Pendant des années, la durabilité est restée en périphérie de l’entreprise. Elle apparaissait dans les rapports annuels, alimentait les discussions autour de la conformité et contribuait à la réputation des marques, sans réellement influencer les décisions stratégiques.
Cette époque touche à sa fin.
L’essor de l’intelligence artificielle, du cloud et des modèles économiques fondés sur la donnée impose désormais une nouvelle réalité aux dirigeants : croissance numérique et durabilité sont devenues indissociables.
Chaque ambition autour de l’IA a désormais une conséquence physique. Plus de puissance de calcul signifie davantage de consommation d’energie, d’ eau et de matériaux critiques, particulièrement des minéraux, c’est-à-dire une pression accrue sur les ressources utilisées –, etc, et une tension supplémentaire sur des filières déjà sous contrainte.
Ce qui relevait hier d’un sujet environnemental devient aujourd’hui un sujet économique.
Et de plus en plus, un sujet de gouvernance au plus haut niveau de l’entreprise.

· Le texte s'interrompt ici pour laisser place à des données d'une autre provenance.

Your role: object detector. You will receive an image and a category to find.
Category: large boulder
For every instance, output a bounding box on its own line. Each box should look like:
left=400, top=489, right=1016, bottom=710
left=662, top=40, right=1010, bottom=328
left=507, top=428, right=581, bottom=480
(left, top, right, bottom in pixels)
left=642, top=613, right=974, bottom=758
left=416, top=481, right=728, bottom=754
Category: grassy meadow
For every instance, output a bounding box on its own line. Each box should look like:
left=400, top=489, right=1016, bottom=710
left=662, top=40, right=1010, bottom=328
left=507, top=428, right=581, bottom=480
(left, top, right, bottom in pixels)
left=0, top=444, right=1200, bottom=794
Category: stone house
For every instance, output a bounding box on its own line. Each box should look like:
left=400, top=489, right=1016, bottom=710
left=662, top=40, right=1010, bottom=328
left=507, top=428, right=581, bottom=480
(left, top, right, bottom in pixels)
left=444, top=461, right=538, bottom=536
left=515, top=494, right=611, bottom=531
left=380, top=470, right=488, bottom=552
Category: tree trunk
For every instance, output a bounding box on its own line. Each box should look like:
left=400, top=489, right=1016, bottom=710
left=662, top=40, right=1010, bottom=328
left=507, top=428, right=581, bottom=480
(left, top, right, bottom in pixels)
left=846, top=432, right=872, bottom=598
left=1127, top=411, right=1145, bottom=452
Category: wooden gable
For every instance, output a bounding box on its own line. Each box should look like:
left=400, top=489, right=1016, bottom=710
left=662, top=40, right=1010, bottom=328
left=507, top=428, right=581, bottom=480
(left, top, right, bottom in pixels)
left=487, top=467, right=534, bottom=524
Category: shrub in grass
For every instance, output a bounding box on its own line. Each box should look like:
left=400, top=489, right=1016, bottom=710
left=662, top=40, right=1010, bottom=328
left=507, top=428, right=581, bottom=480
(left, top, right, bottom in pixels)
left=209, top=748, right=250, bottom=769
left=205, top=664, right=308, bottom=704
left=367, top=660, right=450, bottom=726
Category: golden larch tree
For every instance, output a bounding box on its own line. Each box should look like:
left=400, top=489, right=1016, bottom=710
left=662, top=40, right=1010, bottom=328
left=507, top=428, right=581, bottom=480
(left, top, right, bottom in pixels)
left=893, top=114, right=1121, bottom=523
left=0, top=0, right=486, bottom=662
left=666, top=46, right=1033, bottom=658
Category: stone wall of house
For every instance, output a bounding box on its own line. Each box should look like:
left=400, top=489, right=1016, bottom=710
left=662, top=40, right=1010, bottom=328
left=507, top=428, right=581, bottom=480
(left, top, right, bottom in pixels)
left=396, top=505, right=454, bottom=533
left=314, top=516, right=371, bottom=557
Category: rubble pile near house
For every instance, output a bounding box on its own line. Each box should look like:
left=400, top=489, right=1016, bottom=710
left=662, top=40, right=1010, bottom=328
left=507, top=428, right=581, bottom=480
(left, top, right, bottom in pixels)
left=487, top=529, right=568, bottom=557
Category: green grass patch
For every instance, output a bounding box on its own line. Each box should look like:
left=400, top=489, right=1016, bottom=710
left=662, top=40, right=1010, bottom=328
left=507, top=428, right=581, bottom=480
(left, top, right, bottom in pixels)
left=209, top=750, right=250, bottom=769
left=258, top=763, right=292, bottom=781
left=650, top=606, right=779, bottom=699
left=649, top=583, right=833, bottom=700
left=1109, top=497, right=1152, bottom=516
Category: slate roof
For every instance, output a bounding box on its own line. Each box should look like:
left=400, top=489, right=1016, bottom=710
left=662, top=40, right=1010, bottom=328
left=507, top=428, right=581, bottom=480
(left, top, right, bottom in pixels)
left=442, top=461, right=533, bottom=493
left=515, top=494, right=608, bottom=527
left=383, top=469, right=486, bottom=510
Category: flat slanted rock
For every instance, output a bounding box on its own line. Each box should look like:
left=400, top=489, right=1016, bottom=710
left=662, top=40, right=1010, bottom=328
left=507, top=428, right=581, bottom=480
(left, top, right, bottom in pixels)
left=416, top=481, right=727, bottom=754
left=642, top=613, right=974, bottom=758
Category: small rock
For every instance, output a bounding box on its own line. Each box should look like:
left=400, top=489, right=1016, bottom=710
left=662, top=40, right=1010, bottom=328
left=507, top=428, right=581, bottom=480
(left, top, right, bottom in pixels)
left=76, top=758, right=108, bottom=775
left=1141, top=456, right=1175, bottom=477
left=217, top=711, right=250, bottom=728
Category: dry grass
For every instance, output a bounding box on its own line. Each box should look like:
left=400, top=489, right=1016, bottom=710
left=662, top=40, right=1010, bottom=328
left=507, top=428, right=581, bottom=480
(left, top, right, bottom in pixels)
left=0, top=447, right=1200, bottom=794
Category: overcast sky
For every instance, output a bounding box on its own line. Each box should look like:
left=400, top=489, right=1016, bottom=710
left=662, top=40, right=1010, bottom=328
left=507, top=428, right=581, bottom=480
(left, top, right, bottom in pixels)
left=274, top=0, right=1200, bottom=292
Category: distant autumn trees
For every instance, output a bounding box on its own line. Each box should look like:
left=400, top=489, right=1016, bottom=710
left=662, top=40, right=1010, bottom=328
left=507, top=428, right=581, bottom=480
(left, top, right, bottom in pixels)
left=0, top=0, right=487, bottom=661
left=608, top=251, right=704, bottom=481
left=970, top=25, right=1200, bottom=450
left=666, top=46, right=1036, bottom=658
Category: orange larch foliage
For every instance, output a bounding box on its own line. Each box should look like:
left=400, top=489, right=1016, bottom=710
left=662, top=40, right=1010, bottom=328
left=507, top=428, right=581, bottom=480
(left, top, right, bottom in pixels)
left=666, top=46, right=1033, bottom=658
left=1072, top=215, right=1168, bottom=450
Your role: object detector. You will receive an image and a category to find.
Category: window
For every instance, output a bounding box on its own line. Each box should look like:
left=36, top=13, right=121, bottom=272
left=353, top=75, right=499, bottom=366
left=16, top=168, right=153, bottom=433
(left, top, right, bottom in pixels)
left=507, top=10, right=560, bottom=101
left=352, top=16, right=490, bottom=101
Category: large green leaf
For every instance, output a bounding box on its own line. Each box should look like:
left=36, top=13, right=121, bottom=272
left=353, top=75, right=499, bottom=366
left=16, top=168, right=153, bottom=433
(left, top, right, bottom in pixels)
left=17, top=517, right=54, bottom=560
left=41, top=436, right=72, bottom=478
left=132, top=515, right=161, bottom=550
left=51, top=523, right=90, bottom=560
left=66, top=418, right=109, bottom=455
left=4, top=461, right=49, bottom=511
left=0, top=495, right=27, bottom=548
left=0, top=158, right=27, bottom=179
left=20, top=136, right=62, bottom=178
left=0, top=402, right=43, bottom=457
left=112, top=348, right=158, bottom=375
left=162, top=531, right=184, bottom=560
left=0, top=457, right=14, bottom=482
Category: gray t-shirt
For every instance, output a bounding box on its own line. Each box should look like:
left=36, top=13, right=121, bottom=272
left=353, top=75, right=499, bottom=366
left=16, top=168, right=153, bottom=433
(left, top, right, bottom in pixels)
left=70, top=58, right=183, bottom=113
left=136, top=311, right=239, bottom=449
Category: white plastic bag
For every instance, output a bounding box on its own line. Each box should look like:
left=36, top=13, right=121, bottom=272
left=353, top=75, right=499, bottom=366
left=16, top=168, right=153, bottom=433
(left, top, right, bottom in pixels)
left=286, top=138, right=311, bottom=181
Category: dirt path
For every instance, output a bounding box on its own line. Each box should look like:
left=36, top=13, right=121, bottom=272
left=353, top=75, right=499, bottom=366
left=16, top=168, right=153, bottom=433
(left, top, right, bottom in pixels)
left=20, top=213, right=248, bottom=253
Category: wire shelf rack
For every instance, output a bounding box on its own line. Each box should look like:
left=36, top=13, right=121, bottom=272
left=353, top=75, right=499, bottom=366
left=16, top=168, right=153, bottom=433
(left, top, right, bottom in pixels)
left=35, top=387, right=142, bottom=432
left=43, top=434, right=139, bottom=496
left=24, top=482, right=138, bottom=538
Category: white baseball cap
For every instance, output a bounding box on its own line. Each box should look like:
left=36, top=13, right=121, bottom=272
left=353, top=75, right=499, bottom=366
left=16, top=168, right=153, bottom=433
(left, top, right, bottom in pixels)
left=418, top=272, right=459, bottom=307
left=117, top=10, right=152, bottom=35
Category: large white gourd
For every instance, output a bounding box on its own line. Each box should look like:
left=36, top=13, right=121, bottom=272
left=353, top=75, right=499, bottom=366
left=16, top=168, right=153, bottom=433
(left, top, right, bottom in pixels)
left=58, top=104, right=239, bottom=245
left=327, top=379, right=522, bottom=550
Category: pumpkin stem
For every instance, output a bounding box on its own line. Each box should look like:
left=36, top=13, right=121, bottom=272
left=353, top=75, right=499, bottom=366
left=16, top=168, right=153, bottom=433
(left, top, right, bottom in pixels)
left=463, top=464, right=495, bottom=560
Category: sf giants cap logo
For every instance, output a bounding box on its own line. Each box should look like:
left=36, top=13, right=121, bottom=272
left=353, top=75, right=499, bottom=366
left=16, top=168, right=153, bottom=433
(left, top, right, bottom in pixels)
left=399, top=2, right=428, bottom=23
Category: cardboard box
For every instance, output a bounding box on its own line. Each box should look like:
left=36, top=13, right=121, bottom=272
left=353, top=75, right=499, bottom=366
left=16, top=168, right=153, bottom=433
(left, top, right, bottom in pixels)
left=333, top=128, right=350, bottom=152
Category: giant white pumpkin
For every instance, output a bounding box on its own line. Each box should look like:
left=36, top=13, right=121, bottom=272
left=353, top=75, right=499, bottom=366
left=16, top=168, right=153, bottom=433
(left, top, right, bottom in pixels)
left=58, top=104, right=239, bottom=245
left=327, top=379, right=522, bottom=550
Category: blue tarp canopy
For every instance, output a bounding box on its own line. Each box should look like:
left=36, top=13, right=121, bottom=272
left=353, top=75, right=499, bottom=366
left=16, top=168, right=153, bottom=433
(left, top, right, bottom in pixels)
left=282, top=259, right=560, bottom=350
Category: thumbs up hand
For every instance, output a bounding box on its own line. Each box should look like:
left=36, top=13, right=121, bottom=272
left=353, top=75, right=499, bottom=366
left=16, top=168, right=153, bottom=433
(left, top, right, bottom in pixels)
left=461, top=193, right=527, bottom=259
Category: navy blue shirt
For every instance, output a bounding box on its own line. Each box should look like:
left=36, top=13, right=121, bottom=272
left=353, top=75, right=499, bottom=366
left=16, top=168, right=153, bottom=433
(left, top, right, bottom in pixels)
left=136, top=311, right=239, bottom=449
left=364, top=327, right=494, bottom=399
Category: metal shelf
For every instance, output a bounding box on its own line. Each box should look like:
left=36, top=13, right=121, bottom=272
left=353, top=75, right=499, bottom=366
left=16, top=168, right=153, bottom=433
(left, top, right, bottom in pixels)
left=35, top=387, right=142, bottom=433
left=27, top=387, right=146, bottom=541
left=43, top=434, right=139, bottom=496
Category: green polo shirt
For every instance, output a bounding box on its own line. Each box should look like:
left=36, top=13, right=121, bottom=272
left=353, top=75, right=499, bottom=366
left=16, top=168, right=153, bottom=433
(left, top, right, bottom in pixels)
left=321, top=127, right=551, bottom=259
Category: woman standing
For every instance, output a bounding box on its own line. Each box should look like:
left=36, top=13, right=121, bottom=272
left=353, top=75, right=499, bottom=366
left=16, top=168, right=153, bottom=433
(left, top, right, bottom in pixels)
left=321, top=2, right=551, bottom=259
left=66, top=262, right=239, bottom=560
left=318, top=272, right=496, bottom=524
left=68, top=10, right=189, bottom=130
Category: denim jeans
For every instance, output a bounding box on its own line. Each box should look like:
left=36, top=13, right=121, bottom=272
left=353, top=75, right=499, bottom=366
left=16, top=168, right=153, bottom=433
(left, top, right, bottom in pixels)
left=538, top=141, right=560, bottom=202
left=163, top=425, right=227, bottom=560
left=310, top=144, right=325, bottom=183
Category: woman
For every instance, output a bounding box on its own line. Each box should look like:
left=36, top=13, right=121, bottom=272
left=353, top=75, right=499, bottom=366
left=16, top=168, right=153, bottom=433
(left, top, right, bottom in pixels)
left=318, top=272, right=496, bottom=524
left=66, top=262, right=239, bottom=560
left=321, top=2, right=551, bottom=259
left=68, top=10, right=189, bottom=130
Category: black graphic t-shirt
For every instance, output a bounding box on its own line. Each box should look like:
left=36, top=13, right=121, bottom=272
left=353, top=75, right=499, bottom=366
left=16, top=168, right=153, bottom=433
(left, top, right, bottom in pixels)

La consommation électrique mondiale des data centers augmente déjà d’environ 12 % par an, avec des projections encore plus fortes d’ici 2030. D’ici 2028, plus de la moitié de l’électricité consommée par les data centers pourrait être liée aux usages de l’IA.
Les implications vont bien au-delà du reporting ESG.
Il est désormais question de compétitivité, de résilience et des conditions futures de la croissance numérique.
Les organisations qui prennent ce virage dès maintenant construiront un avantage durable. Celles qui attendent s’exposent à une hausse des coûts d’infrastructure, à une pression réglementaire croissante et à des contraintes opérationnelles susceptibles de ralentir l’innovation elle-même.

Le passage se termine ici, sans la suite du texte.